As well as practicing alongside the band, Koss has numerous other obligations. Stepping into such an important role requires dedication and an intense time commitment, but Koss remains up to the task. "It can be very stressful because I have no free time at all, and spend 18 hours a week practicing, on top of hours of homework and hard classes," he explained. "When students are doing visual practice, we [the drum majors] are out getting props onto the field, getting the music printed and getting a bunch of stuff done with staff," said Koss, explaining that it can be difficult when the band doesn't understand all that goes on behind the scenes. "If they aren't in my position, they don't understand the stuff that I have to do."

Despite the miscommunications, the relationships between band members are what tie the organization together. Koss explained that while band can be difficult, practicing alongside friends makes it worthwhile. "Going to marching band, I'm with my closest friends, so while I'm doing a lot of work, it's still relaxing because I'm doing what I love with people that I like," he said.

Outside of school and practice, Koss added that sections of the band will get together and form closer bonds, which only strengthens the quality of the band. "Those friendships just build from there," he explained. "My best friends are in marching band, so if I'm stressed, they'll coach me through it and be there to support me."
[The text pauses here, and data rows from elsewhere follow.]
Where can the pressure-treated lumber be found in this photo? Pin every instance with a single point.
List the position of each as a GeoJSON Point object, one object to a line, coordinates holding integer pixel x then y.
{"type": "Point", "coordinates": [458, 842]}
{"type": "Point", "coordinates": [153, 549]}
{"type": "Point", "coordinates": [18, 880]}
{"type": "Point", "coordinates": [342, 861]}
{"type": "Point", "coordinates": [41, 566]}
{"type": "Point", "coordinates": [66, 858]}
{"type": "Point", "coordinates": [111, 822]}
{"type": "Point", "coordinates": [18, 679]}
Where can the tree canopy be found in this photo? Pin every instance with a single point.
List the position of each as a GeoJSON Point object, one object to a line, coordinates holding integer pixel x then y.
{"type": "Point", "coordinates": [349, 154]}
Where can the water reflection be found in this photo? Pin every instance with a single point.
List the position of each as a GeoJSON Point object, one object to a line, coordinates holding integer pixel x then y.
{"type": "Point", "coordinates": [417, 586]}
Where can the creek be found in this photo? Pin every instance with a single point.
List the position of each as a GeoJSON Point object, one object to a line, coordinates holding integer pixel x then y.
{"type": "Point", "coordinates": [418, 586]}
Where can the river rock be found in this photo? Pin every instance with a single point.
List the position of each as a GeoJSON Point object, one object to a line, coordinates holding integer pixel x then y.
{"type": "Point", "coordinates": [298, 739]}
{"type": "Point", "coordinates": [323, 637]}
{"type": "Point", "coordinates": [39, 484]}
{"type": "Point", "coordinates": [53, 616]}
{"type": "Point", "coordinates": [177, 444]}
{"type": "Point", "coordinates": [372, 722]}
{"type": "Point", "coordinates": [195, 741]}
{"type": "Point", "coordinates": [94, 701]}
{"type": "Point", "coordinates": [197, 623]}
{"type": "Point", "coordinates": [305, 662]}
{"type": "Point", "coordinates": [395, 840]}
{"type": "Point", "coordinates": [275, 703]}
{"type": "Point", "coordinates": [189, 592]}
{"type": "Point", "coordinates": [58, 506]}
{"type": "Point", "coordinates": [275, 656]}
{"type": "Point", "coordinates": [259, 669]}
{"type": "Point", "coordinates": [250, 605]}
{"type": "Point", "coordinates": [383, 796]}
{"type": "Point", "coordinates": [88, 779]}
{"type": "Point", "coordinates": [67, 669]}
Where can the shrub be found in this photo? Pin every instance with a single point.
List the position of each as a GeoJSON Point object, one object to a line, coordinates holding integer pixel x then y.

All the hours of practicing and perfecting come to fruition at competitions, where Koss is able to connect the puzzle pieces of the performance together. "It's a lot of work, but once I look back in November and realize how much work I put in it, and how many hundreds of hours, and I started that from nothing to putting on a 10-minute show on the field," said Koss. "Practice is rough, but it all pays off in the end, and I get the reward from it."